What does AI have to do with qualitative research?
Absolutely nothing. According to many of you.
You lot say that true qualitative research is all about deep insight, personal connection, close observation, strong intuition.
And then you machine learning types say, 'but computers can write poetry - why can't they do qual research?'.
For you, qualitative is just about smarter ways to distill meaning from large scale human conversation.
You're also right.
For what it's worth, I'm a big fan of GOFUQ (Good Old Fashioned Unadulterated Qual) AND these new AI-based approaches.
I can see both sides now; and I think everyone in this debate needs to give a little bit.
Most of the platforms listed here actually use AI to enhance the moderator's work - not dispense with them - and everyone should welcome a bit of that.
At least it's better that this.
2020 Research Qualboard 4.0
2020 Research has been around a long by todays tech standards.

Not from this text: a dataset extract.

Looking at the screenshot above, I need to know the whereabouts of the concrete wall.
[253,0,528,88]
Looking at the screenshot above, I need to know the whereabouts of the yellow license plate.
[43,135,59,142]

But it turns out that 10 years' worth of qual discussions represents over a million moderator-respondent interactions, and provides a uniquely rich training set to build machine learning models.
One application in the new Qualboard 4.0 release is Smart Replies - a feature to help lighten the load for moderators. Just like messaging apps, it interprets the content of a post and suggests two or three likely follow-up responses or probes to save the moderator time when replying.
This is an example of Natural Language Generation - you can find more in the Guide to AI for Research & Analytics.
Qualboard also makes use of AI to help with analytics - with automatic keyword extraction, concept identification and image tagging.
Also featured the AI ebook.
Not to keep banging on about it, but nearly 500 people have downloaded it so far. You don't want to miss out.
At its heart, Remesh uses a range of AI techniques to manage, analyse and respond to large volumes of unstructured text data.
Compared to a human moderator, 'Big Qual' tools like this are much faster at summarising content and extracting keywords.
The Remesh platform can manage feedback from up to 1000 participants over a sixty-minute session.
Responses are analysed on-the-fly, clusters of similar opinions are visualised, and moderators can then focus on the most relevant topics or promising ideas and probe deeper in real-time.
Insights.us is an advisory board platform and managed service.
Customers take part in online discussions, answering questions with free text. Machine learning algorithms identify and group similar statements; participants then verify these groupings and propose further insights; and finally the Insights.us research team reviews and finalises the output for clients.
It's a sort of AI-enabled insight community / public consultation platform.
CRISbot (Conversational Research Insight System, no less) is a virtual moderator that uses AI to conduct text-based interviews through a chat interface.
It collects both qualitative and quantitative data through a web-based messaging platform. Results are reported automatically in an online dashboard that includes a full summary report, survey statistics, sentiment analysis of free text questions.
You can learn more about chatbots in this article.
QualSights is a platform for remote video observation, interviews and focus groups.
It can also be used to enhance face-to-face projects and to enable customers or field staff to broadcast live.
The software can capture video from any camera, and uses machine learning to transcribe audio; generate keywords and topics; apply sentiment and emotion analysis; and recognise objects and scenes in videos.
The software also features a drag-and-drop video editor to create clips and showreels.
Another AI-enhanced video tool you should check out is Qualie, which uses consumers' video to help generate consensus around a topic.
And there are loads more video research platforms in the directory, some of which also feature smart video analytics using AI.
All these tools deploy various AI approaches - mostly NLP and a bit of computer vision - to analyse content, interpret meaning and suggest responses. Some of them do this with huge volumes of data - and compress timelines from weeks into minutes.
It don't matter to me whether you call that qualitative or unstructured data analysis or you make up a new label.
I just care that these things work, and that they're useful.